For Tuyet, Katrina, KaSandra, and Luc
THE GUMSHOE DIARIES
Los Angeles Mission, East 5th Street…Dec 4, 1:30pm
Patricia Cromwell, Sister Pat, dried her soapy hands with a gingham dishtowel in the kitchen. She had just finished the dishes from the lunch rush and it was time to take her own meal with the other volunteers in the dining hall. There were only a handful of people sharing the large room as only the faithful dared chow down on leftovers here. Most of the crew and that included members of the clergy preferred to venture out into the city rather than take their chances on these table scraps. She couldn’t blame them, the vow of poverty didn’t mean that one had to risk their lives for goodness sake. The nun pieced together a modest and healthy lunch consisting largely of salad greens and veggies and piled it onto a clean white Corel dish. She placed the dish and a cup of hot tea onto a heavy plastic tray and walked out into the hall to find an empty table. She was feeling a tad pensive today and preferred to eat alone in silence with her thoughts.
Sister Pat liked coming here, it gave her a chance to get out of her routines at the Church as well as at the mother’s shelter and still serve God. She had been volunteering at the mission since the early 80’s, back when the LA Mission was over on Los Angeles Street. She enjoyed working with the wide variety of volunteers from all walks of life, especially the young people.
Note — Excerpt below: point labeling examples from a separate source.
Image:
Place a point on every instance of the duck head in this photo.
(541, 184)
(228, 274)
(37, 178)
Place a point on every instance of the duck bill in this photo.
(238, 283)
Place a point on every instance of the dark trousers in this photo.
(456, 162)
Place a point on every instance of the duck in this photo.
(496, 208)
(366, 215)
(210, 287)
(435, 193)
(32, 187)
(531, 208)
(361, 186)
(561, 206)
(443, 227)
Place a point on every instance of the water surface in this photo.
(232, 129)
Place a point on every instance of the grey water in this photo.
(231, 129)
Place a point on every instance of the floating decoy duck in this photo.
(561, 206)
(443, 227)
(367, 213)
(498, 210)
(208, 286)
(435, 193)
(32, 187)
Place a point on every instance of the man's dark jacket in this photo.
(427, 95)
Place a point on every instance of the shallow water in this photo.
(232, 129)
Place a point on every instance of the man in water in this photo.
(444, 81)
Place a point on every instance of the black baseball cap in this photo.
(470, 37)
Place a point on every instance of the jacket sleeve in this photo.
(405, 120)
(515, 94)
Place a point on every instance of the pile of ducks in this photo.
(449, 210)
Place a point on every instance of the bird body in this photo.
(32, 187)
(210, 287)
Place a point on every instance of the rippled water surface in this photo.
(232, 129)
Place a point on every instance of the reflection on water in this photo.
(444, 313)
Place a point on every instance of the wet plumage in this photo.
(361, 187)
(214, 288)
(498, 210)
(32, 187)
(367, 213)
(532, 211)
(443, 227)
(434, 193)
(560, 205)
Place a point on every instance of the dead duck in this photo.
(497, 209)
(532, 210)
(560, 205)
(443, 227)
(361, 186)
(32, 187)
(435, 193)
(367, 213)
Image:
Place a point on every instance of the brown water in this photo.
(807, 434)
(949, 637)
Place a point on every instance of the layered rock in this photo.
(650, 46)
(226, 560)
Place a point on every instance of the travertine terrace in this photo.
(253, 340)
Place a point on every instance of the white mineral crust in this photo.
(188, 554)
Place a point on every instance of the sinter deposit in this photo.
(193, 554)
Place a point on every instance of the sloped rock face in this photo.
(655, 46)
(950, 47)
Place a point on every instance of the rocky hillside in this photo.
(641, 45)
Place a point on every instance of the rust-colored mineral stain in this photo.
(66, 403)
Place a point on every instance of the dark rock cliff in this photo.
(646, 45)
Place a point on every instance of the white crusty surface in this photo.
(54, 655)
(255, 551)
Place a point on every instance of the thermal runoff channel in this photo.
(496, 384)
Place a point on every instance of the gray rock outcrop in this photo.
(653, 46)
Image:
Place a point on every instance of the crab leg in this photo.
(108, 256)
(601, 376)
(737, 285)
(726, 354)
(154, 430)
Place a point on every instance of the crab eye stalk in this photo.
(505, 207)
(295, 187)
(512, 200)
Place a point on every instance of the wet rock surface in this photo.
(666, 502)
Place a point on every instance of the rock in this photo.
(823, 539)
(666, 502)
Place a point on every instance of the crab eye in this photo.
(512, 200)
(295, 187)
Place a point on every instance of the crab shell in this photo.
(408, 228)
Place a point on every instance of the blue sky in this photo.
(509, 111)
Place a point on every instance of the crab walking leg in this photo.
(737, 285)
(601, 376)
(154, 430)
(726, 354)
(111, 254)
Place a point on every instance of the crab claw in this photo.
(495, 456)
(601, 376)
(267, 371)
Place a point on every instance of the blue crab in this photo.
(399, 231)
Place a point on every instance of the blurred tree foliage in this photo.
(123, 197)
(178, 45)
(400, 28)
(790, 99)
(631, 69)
They helped to keep her young at heart and she liked hearing their unique and individual perspectives about the world and their neighborhoods. Truth be told she enjoyed seeing the secular world through their eyes and unbeknownst to them existed vicariously alongside them through their stories and experiences. She had no regrets about her choice to serve God and the Holy Church, but once in a while she enjoyed stepping outside of herself and indulge her imagination. Even Nuns and Priests were susceptible to playing the ‘what if’ game sometimes, after all they were humans as well.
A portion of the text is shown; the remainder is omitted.